Thank you. I didn't realize that the heat press was so important on coloring. $85.00 is nothing after you've spent so much on all the equipment. I'm also going to buy a better quality heat press today. Looking at a Knight.

Thanks again,
Gwen


----------



## charles95405 (Feb 1, 2007)

no need to buy another press yet! wait and be sure your current press is off temp...


----------



## mgparrish (Jul 9, 2005)

Why spend $89 ??? Highly accurate devices are around $20.

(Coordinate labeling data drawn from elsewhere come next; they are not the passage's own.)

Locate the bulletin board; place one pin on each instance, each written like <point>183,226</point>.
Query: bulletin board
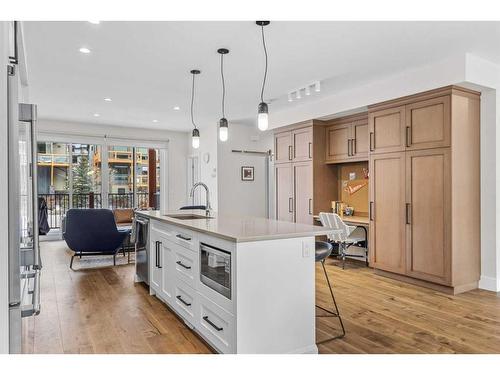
<point>354,191</point>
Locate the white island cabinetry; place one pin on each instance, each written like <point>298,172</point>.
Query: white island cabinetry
<point>245,290</point>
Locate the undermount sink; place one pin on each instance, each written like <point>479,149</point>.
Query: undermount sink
<point>188,216</point>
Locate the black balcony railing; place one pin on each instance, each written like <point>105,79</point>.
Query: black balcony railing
<point>59,203</point>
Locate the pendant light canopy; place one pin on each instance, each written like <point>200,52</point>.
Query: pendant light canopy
<point>223,125</point>
<point>263,118</point>
<point>196,132</point>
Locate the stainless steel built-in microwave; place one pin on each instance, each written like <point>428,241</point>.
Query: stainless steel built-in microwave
<point>215,269</point>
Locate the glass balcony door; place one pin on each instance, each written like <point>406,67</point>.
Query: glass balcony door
<point>80,175</point>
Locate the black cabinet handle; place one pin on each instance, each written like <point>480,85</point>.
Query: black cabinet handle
<point>156,253</point>
<point>408,213</point>
<point>183,265</point>
<point>205,318</point>
<point>184,302</point>
<point>159,255</point>
<point>408,136</point>
<point>185,238</point>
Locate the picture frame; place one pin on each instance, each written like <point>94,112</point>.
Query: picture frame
<point>247,173</point>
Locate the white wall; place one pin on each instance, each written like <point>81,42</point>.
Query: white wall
<point>208,171</point>
<point>4,282</point>
<point>177,149</point>
<point>236,197</point>
<point>466,70</point>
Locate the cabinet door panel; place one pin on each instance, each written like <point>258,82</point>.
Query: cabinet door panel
<point>428,123</point>
<point>387,219</point>
<point>155,262</point>
<point>283,147</point>
<point>302,144</point>
<point>284,192</point>
<point>387,130</point>
<point>337,138</point>
<point>361,143</point>
<point>303,186</point>
<point>429,232</point>
<point>167,284</point>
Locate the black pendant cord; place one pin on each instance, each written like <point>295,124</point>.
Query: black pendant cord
<point>192,102</point>
<point>223,84</point>
<point>265,71</point>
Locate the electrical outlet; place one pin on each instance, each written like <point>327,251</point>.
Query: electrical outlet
<point>306,250</point>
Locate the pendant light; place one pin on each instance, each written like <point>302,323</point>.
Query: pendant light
<point>223,128</point>
<point>263,118</point>
<point>196,133</point>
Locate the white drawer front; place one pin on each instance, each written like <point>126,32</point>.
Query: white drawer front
<point>185,301</point>
<point>217,325</point>
<point>186,265</point>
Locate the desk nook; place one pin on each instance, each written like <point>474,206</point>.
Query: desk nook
<point>407,170</point>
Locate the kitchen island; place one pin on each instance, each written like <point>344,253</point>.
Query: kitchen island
<point>245,284</point>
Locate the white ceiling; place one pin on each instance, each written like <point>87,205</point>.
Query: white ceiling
<point>144,66</point>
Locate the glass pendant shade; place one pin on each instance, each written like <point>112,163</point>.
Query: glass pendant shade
<point>196,138</point>
<point>223,130</point>
<point>263,118</point>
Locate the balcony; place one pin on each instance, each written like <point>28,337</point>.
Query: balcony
<point>59,203</point>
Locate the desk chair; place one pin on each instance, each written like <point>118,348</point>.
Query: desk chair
<point>341,234</point>
<point>322,251</point>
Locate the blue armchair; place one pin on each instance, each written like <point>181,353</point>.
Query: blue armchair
<point>92,232</point>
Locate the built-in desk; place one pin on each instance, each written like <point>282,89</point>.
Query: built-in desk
<point>361,221</point>
<point>358,221</point>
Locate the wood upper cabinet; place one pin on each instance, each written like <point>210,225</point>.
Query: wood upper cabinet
<point>347,140</point>
<point>284,191</point>
<point>387,130</point>
<point>428,123</point>
<point>303,192</point>
<point>428,193</point>
<point>360,144</point>
<point>283,147</point>
<point>338,142</point>
<point>302,144</point>
<point>387,212</point>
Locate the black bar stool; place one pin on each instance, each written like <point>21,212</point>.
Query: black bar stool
<point>323,251</point>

Digital Thermometer Thermocouple Sensor | eBay


----------



## EricDeem (May 7, 2011)

Are you sure you are printing on the correct side of the paper? Usually the colors are VERY muted and dull on the paper and become vibrant and saturated once sublimated.


----------



## uncletee (Feb 25, 2007)

geo knight heat press, I've had my dk-s20 for over 15 years now! lifetime warranty on heat platen. make sure your using rgb mode in your printing, sometimes cymk mess's up stuff. just a thought. good luck uncletee


----------



## gbrackett (Aug 19, 2014)

I'm definitely printing on the right side of the paper. I did check my heat press with a candy thermometer though and it was registering 70 degrees off. So I turned up the heat to 430 so it would be around 385. Tried it again and the insert came out all brown instead of pink and the paper was scorched. I give up!


----------



## NEILOAKLEY (Mar 5, 2014)

try the temp down to 210c then 40 sec.


----------



## gbrackett (Aug 19, 2014)

Thanks NEILOAKLEY for the help, however it didn't work. What's weird is that I've tried all of these different temps and time settings but the inserts turn out the EXACT same color every time (except when I turned it up to 450).


----------



## NEILOAKLEY (Mar 5, 2014)

what brand of ink do you use?..did you check the printer settings?


----------



## tippy (May 27, 2014)

Do you see this problem only on phone inserts or also on fabric, plastic, etc?


----------



## gbrackett (Aug 19, 2014)

I'm a newbie. So far I've only done inserts. No fabrics yet. My heat transfers will be here next week so I will try that and see.


----------



## gbrackett (Aug 19, 2014)

I just want to thank everyone for all the help. This forum rocks!!! I finally figured it out after some research. I got on the Sawgrass website and downloaded the Sublijet-R power driver and mac profiles. These settings were totally different than what Conde Systems had configured on my computer. As soon as I printed the first design I could see a huge difference in the coloring. I then used the heat press and VIOLA! Perfect. I did learn a lot about my heat press though (like it was off by 70 degrees) LOL.

Thanks again everyone,
Gwen


----------



## skdave (Apr 11, 2008)

gbrackett said:


> I'm definitely printing on the right side of the paper. I did check my heat press with a candy thermometer though and it was registering 70 degrees off. So I turned up the heat to 430 so it would be around 385. Tried it again and the insert came out all brown instead of pink and the paper was scorched. I give up!


May have a math problem you are operating at 360 F
Which is not hot enough. Run it at 470-70= 400 F for 90 seconds.


----------